“Oh, now, wait a minute.”
But she was inexorable. “Then we met,” she said, “and we got to be very important to each other for a long while.”
“We still are.”
He tried to take her hand, but she moved it away. “No, we aren’t. It used to be—Well, you went to Alaska to be with me. I came here to be with you. Now I’m going to the States. Will you come with me?”
“Come with—? How can I? The job—the coffee job—it’s just about to happen!”
“Lew,” she said, “the worst thing in the world is to try to hang on after something is over.”
He was finally getting used to this. He sat back in the chair, pushing his plate away, and looked at her. “For you it’s over, is that it?”
“For you, too,” she told him. “You just haven’t thought about it yet. Would you like to drive me to the airport?”
A new astonishment. “When?”
“I should leave in about fifteen minutes. I’m already half packed.”
He could feel the bitter twist in his lips when he smiled. “No long good-byes, huh?”
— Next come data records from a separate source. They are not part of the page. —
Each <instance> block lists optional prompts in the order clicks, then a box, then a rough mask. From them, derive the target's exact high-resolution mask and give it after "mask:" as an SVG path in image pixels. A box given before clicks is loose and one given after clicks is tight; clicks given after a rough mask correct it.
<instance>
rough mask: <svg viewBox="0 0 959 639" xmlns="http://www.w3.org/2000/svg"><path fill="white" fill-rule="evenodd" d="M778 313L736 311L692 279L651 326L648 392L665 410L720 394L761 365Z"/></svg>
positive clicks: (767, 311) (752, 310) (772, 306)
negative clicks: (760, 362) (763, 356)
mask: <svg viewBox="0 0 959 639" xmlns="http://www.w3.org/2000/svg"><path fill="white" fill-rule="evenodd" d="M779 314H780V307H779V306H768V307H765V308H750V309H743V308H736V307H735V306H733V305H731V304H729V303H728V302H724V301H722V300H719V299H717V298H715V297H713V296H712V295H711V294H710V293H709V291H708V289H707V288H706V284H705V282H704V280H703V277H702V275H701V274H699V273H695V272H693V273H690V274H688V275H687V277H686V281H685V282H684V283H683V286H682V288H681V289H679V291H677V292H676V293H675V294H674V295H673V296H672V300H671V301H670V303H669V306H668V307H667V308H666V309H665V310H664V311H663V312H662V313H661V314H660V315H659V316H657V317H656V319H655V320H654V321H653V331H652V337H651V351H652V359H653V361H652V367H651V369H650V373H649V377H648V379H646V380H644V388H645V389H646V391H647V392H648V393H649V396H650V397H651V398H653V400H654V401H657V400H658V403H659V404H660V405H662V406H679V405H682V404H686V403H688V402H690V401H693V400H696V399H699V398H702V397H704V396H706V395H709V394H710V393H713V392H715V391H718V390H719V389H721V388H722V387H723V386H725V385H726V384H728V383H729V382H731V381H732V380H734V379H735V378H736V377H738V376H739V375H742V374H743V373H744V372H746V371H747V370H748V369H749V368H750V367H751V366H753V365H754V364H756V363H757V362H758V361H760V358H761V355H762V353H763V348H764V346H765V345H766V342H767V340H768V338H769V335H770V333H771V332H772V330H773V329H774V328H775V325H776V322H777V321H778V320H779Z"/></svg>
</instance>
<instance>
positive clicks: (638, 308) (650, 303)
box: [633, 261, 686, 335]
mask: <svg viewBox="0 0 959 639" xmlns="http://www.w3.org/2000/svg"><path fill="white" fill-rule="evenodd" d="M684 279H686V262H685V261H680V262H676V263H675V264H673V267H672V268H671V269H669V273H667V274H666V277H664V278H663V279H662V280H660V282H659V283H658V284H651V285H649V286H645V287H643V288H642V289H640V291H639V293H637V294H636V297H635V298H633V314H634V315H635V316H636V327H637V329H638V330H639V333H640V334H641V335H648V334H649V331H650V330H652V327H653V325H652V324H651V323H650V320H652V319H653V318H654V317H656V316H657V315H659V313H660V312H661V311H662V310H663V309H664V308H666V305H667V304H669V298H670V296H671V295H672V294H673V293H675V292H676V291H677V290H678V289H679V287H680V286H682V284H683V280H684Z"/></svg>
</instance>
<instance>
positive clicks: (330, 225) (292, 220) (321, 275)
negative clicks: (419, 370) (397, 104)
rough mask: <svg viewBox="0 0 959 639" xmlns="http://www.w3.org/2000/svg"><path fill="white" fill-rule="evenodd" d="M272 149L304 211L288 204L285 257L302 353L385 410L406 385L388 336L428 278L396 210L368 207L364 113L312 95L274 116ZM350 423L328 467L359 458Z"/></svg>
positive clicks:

“That’s right. If you don’t want to drive me, that’s okay, I understand. I’ll call Bathar.”
“Young Mr. Balim? I’ll drive you.”
“Thanks, Lew.”
He watched her get to her feet, a beautiful woman, in some weird way at the center of his life. “If everything’s so goddam over,” he said, “how come I’m still jealous of that twerp Bathar?”
“Habit,” she said, smiling. She started away, to finish packing or whatever, then paused to say, “I told you where I’m going. If we were still now what we once were, I wouldn’t want to go, and you wouldn’t want to stay here without me.”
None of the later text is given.